The Prime Minister’s cough and historical reliability

So what exactly happened on Wednesday lunch time? The bare facts are

– The Prime Minister made a speech

– A comedian interrupted with a fake P45 claiming it was from Boris Johnson

– The PM struggled with a severe coughing fit

– She was given  cough sweet by the Chancellor

– Some letters from the slogan fell off the wall.

Those are the bare facts. Is that a historically accurate reporting of the event. You will probably agree that it is. However, that’s not how you will have read it, hear it or recounted it.  You may have heard a cabinet minister describe the way that the PM gamely battled on showing her resilience. You may alternatively have read reports at described the event as a catastrophe, the set fell apart, she was upstaged etc.  Some of those reports, especially from more left wing media will have gone on to interpret the tragic story as symbolic of the Government’s incompetence and a post Brexit, broken country. Others however may have seen not just the events but the media reaction as symptomatic of either agism, sexism or both because of how a 60 year old lady is portrayed and treated.  Clearly, those reporting the story are biased and have their own agenda. But are their accounts more or less accurate.

What about an account that does not even bother to report those mishaps. I haven’t checked but I suspect the Conservative Party website will have a press release which simply talks about the speech, the specific attack lines on Labour and the policy commitments made. Is that less historically accurate for not talking about the facts mentioned above? Some may argue that my bare facts are actually less accurate because they divert attention away from the real purpose of the speech.

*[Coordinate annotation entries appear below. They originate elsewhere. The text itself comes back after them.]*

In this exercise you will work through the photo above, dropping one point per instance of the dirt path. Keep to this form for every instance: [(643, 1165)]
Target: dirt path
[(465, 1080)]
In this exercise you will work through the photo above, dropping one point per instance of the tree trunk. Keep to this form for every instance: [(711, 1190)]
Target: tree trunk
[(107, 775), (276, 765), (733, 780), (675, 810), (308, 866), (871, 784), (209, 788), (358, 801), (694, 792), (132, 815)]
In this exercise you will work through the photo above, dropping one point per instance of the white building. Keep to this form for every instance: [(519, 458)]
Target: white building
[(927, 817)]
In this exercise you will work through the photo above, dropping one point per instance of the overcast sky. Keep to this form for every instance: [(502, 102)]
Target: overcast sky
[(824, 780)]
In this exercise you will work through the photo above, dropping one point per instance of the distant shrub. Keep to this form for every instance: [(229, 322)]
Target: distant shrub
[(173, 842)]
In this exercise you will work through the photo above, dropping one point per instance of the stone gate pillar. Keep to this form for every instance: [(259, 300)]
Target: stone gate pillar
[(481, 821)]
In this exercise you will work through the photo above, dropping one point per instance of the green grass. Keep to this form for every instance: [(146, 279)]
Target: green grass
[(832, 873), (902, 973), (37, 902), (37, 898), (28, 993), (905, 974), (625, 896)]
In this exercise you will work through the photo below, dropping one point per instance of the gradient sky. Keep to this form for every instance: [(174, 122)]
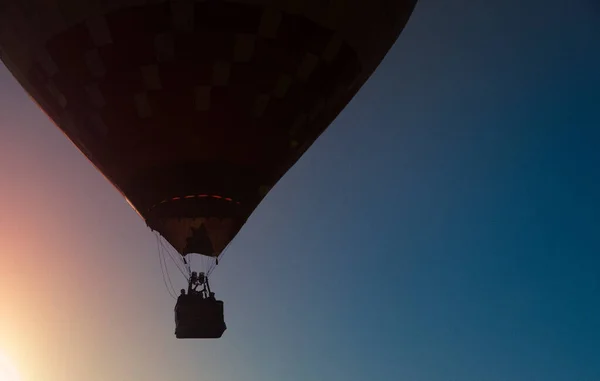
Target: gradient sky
[(445, 228)]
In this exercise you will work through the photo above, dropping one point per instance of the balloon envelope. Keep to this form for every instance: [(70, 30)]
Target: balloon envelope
[(195, 109)]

Then,  if I do accept the bare facts as accurate, have they told me enough. They may provide the real story but do they provide the full story. Was the set badly built, sabotaged or was it just one of those things with unfortunate timing? Was the Chancellor helping the PM in her discomfort or doing something that on the one hand looked kind but in fact drew attention to her weakness and mocked it? History is never really about bare facts, it by necessity comes to us interpreted.

What matters is not that the facts are interpreted or that the interpreters have bias but whether or not their assessment is correct. So it is possible that one interpretation was true whilst the others were wrong, it is also possible that none of the interpretations we have had so far were correct. Alternatively, each interpretation may contain at least an element of truth.

This example was timely yesterday as our Union Learning Community were looking at the historical reliability of the Gospels. The Gospel writers were not neutral observers simply giving the bare facts. They were interested, engaged, biased even and they interpret the events, sometimes by giving commentary, sometimes by how they structure their accounts. This does not mean that their accounts are not historically reliable. In making that judgement call, what matters is whether or not their interpretation of the events is correct or not.